Robust Optimizations of Structural and Aerodynamic Designs
Published:
15th AIAA/ISSMO Multidisciplinary Analysis and Optimization Conference, Atlanta, Georgia, June 2014
https://arc.aiaa.org/doi/abs/10.2514/6.2014-2595
This paper demonstrates the use of polynomial chaos and kriging surrogate models, which are enhanced with a dynamic training point selection framework, for the propagation of mixed epistemic and aleatory uncertainties in robust optimization problems. The selection of training points for the two surrogate models is guided by local surrogate models (multivariate interpolation and regression) which are built using a subset of the available training data. The aleatory uncertainties are propagated via extensive sampling of the surrogate models, whereas the epistemic uncertainties are propagated using a box-constrained optimization approach.

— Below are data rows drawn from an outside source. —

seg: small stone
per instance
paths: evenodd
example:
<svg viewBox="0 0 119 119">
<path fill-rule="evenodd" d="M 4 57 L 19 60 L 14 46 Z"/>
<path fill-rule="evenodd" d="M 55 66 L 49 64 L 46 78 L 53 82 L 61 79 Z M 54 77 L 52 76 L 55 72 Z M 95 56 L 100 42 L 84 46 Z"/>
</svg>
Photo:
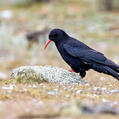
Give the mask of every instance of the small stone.
<svg viewBox="0 0 119 119">
<path fill-rule="evenodd" d="M 60 84 L 81 83 L 89 86 L 79 74 L 53 66 L 22 66 L 12 71 L 11 79 L 21 79 L 21 82 L 32 79 L 40 83 L 43 81 Z"/>
</svg>

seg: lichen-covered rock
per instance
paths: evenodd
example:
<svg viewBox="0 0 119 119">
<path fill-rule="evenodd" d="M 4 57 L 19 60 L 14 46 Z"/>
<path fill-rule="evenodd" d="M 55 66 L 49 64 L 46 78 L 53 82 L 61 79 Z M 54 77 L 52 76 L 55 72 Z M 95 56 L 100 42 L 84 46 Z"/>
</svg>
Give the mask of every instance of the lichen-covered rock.
<svg viewBox="0 0 119 119">
<path fill-rule="evenodd" d="M 22 66 L 12 71 L 12 79 L 60 84 L 86 83 L 77 73 L 53 66 Z"/>
</svg>

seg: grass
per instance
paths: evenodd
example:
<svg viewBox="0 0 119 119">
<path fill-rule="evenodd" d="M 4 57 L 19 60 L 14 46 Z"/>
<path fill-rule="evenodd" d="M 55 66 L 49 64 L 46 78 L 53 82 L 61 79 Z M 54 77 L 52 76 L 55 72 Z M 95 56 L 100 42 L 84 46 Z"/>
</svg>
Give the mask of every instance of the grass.
<svg viewBox="0 0 119 119">
<path fill-rule="evenodd" d="M 66 4 L 64 4 L 66 3 Z M 87 7 L 88 6 L 88 7 Z M 13 68 L 21 65 L 54 65 L 69 69 L 68 65 L 61 59 L 56 48 L 43 51 L 42 40 L 39 45 L 34 45 L 31 50 L 25 47 L 24 35 L 27 30 L 40 29 L 43 27 L 60 27 L 65 29 L 72 36 L 87 43 L 91 47 L 103 52 L 110 59 L 119 64 L 119 37 L 116 31 L 109 31 L 118 23 L 118 14 L 99 13 L 92 9 L 88 0 L 75 2 L 55 2 L 34 4 L 30 7 L 5 7 L 1 11 L 9 9 L 13 11 L 13 18 L 4 22 L 7 33 L 6 41 L 22 41 L 16 46 L 16 42 L 5 43 L 1 48 L 3 55 L 0 58 L 0 71 L 5 72 L 7 79 L 0 78 L 0 118 L 20 118 L 29 116 L 33 119 L 37 115 L 57 115 L 56 118 L 118 118 L 118 115 L 62 115 L 60 107 L 78 100 L 81 104 L 102 104 L 108 103 L 114 107 L 119 105 L 119 83 L 116 79 L 89 71 L 84 80 L 90 85 L 59 85 L 46 82 L 27 82 L 21 79 L 10 80 L 10 73 Z M 0 30 L 1 31 L 1 30 Z M 23 36 L 23 37 L 21 37 Z M 1 37 L 1 36 L 0 36 Z M 21 38 L 19 38 L 21 37 Z M 0 39 L 1 44 L 4 42 Z M 19 46 L 19 47 L 18 47 Z M 0 75 L 1 76 L 1 75 Z M 2 77 L 2 76 L 1 76 Z M 13 117 L 9 117 L 9 115 Z"/>
</svg>

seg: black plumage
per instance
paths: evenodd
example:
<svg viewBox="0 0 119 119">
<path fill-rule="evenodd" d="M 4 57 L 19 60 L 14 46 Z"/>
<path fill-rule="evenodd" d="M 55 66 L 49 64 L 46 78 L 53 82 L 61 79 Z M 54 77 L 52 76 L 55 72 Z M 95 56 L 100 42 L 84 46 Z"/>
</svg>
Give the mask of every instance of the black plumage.
<svg viewBox="0 0 119 119">
<path fill-rule="evenodd" d="M 119 65 L 106 58 L 104 54 L 70 37 L 61 29 L 53 29 L 49 34 L 49 39 L 49 42 L 54 41 L 66 63 L 76 73 L 80 73 L 82 77 L 85 77 L 86 71 L 94 69 L 97 72 L 111 75 L 119 80 Z"/>
</svg>

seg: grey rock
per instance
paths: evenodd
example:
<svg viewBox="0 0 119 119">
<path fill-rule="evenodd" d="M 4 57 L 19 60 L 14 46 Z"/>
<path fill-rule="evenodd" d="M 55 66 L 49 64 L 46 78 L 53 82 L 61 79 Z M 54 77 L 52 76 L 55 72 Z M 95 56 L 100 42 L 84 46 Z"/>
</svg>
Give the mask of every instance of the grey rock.
<svg viewBox="0 0 119 119">
<path fill-rule="evenodd" d="M 11 79 L 29 80 L 60 84 L 86 84 L 77 73 L 54 66 L 22 66 L 13 69 Z"/>
</svg>

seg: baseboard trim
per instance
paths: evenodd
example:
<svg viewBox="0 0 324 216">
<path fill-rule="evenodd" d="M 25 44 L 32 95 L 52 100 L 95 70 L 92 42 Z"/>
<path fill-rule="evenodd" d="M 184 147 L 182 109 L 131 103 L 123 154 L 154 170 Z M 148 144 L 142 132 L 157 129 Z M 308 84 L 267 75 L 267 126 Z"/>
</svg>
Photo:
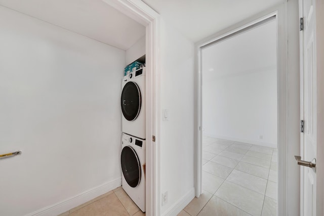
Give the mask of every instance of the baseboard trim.
<svg viewBox="0 0 324 216">
<path fill-rule="evenodd" d="M 178 215 L 194 198 L 194 188 L 181 197 L 177 202 L 172 205 L 166 211 L 162 214 L 163 216 L 174 216 Z"/>
<path fill-rule="evenodd" d="M 239 142 L 241 143 L 249 143 L 250 144 L 257 145 L 258 146 L 264 146 L 266 147 L 270 147 L 270 148 L 277 148 L 277 144 L 275 143 L 266 143 L 263 142 L 259 142 L 255 140 L 245 140 L 244 139 L 240 139 L 240 138 L 235 138 L 234 137 L 225 137 L 224 136 L 216 136 L 212 135 L 210 134 L 204 134 L 204 136 L 206 136 L 210 137 L 214 137 L 215 138 L 218 139 L 222 139 L 223 140 L 231 140 L 232 141 Z"/>
<path fill-rule="evenodd" d="M 113 190 L 120 185 L 122 178 L 119 178 L 86 191 L 72 198 L 30 213 L 25 216 L 57 215 Z"/>
</svg>

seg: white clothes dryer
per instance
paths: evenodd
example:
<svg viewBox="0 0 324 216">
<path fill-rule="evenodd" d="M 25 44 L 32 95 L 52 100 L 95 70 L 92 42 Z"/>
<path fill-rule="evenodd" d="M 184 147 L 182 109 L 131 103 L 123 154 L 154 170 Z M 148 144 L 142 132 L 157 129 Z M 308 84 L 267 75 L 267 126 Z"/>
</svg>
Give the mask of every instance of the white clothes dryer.
<svg viewBox="0 0 324 216">
<path fill-rule="evenodd" d="M 145 211 L 145 141 L 123 134 L 120 157 L 122 187 L 142 211 Z"/>
<path fill-rule="evenodd" d="M 122 132 L 145 139 L 145 67 L 123 78 Z"/>
</svg>

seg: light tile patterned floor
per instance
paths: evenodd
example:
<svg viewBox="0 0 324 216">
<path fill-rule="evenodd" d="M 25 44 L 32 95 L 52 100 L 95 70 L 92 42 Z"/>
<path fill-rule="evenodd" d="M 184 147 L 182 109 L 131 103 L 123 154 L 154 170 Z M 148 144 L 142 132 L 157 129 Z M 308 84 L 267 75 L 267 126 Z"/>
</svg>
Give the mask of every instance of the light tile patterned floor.
<svg viewBox="0 0 324 216">
<path fill-rule="evenodd" d="M 202 194 L 179 216 L 275 216 L 277 150 L 204 137 Z M 143 216 L 119 187 L 60 216 Z"/>
<path fill-rule="evenodd" d="M 143 216 L 143 213 L 121 187 L 59 216 Z"/>
<path fill-rule="evenodd" d="M 202 194 L 178 215 L 276 215 L 276 149 L 205 137 L 202 151 Z"/>
</svg>

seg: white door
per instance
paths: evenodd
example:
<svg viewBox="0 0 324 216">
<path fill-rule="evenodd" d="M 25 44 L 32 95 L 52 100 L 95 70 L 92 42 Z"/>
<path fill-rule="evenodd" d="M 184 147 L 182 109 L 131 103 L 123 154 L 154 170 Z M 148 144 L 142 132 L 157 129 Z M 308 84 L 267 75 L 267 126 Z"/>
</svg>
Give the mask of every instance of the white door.
<svg viewBox="0 0 324 216">
<path fill-rule="evenodd" d="M 316 77 L 315 0 L 300 0 L 301 160 L 315 163 L 316 153 Z M 316 167 L 301 166 L 301 215 L 316 215 Z"/>
</svg>

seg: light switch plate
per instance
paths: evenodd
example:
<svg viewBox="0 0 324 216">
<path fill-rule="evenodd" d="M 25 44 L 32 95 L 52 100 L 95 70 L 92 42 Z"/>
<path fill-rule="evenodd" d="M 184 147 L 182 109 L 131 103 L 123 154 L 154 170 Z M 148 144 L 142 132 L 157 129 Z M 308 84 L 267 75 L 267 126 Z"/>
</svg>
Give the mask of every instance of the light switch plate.
<svg viewBox="0 0 324 216">
<path fill-rule="evenodd" d="M 164 121 L 169 121 L 169 110 L 164 109 L 162 113 L 163 120 Z"/>
</svg>

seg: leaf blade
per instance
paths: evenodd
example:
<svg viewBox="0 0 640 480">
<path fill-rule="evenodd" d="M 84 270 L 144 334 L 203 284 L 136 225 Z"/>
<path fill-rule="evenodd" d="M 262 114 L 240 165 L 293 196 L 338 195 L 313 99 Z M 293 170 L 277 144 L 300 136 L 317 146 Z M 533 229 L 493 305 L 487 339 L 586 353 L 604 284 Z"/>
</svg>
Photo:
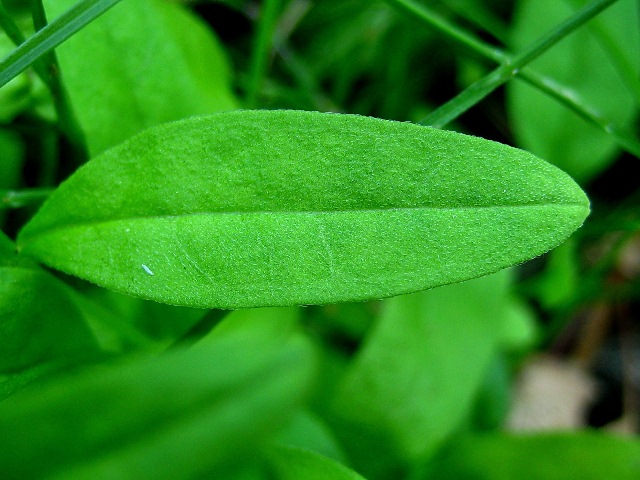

Robust optimizations are demonstrated for two structural and one aerodynamic test problem. The structural test cases include designing a three-bar truss and a cantilever beam, whereas the aerodynamic test case involves the robust lift-constrained drag minimization of an airfoil under transonic flow conditions.
Figure: The optimized airfoil shapes produced using the developed optimization under uncertainty framework, shows improvement in lift distribution qualities in comparison to the deterministic design.